All the AWS CLI commands, accessing the same bucket, work. However, when it tries to run the DVC pull commands, I get access denied errors, even though it should be using the same credentials.
botocore.exceptions.ClientError: An error occurred (AccessDenied) when calling the ListObjectsV2 operation: Access Denied
Just before that, it says its “Preparing to collect status from ‘duolingo-dvc/det-grade’”.
In case its relevant. The role’s permissions to the s3 bucket are defined as follows:
data "aws_iam_policy_document" "standard-batch-job-role" {
# S3 read access to related buckets
statement {
actions = [
"s3:Get*",
"s3:List*",
]
resources = [
data.aws_s3_bucket.duolingo-dvc.arn,
"${data.aws_s3_bucket.duolingo-dvc.arn}/*",
]
effect = "Allow"
}
}
AWS doesn’t make it easy to copy the full stack trace, but here is a screenshot:
AWS’s documentation for accessing the credentials within the AWS Batch container can be found here. I’m pretty sure I’ve pulled these correctly, as otherwise the aws s3 commands would fail, which they do not. I verified this by setting the AWS_ environment variables to incorrect values, and the aws s3 commands do fail in that case.
From the docs (remote add)
Make sure you have the following permissions enabled:
s3:ListBucket
s3:GetObject
s3:PutObject
s3:DeleteObject.
This enables the S3 API methods that are performed by DVC (list_objects_v2 or list_objects, head_object, upload_file, download_file, delete_object, copy).

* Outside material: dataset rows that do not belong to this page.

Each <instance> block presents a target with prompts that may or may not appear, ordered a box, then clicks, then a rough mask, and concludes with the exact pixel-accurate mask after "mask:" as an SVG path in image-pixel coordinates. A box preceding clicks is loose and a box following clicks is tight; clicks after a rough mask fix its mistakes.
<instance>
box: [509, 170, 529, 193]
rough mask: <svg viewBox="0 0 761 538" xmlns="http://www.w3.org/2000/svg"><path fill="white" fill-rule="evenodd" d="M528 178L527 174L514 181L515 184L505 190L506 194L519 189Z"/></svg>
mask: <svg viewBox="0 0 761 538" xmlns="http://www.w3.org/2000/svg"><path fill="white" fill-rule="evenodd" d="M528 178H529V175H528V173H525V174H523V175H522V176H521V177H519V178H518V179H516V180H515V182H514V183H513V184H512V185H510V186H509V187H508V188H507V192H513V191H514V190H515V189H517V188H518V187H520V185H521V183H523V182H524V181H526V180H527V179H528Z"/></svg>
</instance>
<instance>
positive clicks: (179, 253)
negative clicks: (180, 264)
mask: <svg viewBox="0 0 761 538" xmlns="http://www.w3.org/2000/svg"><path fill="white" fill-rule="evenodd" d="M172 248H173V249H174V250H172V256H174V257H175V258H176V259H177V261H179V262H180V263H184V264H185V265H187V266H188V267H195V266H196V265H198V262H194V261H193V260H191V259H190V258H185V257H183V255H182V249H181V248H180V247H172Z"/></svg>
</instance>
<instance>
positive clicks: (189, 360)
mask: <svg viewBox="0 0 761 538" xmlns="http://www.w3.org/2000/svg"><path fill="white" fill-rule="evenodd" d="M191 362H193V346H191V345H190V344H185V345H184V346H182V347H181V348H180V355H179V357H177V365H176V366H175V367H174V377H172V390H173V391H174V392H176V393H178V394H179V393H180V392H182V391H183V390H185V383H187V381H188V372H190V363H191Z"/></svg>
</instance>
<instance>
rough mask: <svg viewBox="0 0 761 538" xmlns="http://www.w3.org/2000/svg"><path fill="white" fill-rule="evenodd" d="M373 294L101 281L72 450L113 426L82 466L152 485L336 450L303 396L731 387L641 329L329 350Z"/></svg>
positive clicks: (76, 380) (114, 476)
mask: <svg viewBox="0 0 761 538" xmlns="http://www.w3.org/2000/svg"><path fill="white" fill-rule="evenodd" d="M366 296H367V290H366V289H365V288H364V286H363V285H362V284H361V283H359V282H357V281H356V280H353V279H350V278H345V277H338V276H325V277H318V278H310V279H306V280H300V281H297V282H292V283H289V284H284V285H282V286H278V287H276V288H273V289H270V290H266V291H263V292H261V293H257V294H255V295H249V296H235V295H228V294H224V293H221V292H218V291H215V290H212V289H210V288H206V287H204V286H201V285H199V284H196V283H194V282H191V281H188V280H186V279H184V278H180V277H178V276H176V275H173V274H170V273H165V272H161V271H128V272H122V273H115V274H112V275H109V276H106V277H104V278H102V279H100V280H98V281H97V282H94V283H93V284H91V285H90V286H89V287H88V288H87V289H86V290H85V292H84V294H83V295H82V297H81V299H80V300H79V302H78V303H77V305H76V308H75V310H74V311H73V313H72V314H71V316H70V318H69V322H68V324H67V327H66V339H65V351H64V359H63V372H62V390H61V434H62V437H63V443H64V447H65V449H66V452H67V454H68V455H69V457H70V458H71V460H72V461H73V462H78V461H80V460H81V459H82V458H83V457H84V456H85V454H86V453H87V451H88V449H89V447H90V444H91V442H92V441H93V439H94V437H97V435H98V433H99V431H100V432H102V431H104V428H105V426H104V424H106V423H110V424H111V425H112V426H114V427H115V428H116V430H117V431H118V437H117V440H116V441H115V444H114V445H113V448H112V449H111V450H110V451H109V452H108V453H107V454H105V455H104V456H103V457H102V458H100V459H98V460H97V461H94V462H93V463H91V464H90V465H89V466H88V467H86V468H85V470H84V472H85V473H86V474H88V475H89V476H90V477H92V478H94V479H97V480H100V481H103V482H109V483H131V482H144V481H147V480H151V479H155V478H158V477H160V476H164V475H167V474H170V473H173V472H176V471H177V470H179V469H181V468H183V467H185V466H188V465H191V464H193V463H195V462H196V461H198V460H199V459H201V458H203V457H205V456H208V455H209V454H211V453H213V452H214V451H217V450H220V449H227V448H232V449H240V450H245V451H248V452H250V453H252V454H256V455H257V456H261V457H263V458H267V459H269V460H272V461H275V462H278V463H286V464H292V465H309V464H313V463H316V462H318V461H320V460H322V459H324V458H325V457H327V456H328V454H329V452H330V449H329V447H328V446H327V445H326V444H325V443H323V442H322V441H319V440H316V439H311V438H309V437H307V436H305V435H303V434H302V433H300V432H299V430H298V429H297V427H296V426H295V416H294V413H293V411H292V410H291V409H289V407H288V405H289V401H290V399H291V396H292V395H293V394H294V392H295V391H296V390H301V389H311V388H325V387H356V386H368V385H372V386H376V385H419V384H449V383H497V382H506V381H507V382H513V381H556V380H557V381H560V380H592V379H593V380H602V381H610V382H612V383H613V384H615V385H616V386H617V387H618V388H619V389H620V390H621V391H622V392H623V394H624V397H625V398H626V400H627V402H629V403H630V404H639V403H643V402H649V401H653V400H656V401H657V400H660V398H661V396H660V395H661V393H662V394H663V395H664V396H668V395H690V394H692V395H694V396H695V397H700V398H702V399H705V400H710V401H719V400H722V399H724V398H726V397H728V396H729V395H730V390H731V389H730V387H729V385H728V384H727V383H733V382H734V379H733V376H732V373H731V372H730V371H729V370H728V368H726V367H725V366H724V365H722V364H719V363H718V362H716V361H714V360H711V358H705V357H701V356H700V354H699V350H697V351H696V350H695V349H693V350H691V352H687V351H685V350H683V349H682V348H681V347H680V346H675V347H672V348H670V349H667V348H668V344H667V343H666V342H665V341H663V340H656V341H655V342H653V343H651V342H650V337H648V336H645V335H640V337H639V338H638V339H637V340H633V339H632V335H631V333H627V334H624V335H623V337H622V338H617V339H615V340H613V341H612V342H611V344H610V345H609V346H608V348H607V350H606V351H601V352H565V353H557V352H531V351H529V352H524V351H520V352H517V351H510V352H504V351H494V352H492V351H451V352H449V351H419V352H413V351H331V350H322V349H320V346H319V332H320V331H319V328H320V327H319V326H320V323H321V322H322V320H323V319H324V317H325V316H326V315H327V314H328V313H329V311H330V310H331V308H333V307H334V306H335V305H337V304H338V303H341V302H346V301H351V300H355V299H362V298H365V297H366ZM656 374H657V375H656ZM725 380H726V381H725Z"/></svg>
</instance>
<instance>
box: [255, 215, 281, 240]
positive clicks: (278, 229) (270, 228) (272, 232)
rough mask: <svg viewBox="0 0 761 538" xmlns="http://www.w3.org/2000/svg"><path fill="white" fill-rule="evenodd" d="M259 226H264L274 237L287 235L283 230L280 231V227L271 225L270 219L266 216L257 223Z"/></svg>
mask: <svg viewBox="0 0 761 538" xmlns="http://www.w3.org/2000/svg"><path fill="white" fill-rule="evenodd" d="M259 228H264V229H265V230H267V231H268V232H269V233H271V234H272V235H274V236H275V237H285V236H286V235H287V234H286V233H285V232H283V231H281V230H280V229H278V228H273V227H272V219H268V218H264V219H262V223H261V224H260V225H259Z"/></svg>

It already has s3:ListBucket and s3:GetObject. It’s failing on list_objects_v2. It should only need the other s3:PutObject and s3:DeleteObject if I’m doing a dvc push or something that mutates the remote store, which I am not.
For the sake of thoroughness, I added DeleteObject and PutObject permissions to the role. As expected, I still get the same error when it tries to call ListObjectsV2.
I’ve traced this down to being an issue with s3fs. Even though the access key ID, access secret, and session token are all being passed into s3fs, for some reason that library’s call to ListObjectsV2 fails, even though it works fine when I run aws s3 ls within the container. I can even reproduce it by writing my own python script that calls s3fs.S3FileSystem(key=...,secret=...,token=...).ls('duolingo-dvc'), which fails when running inside the container (but works locally). I’m not sure where to look next.
Any updates on this? I am currently facing the same issue running dvc pull with remote s3 within a Gitlab CICD pipeline. I used the same IAM role locally and in the pipeline. The error just shows in the CICD pipeline.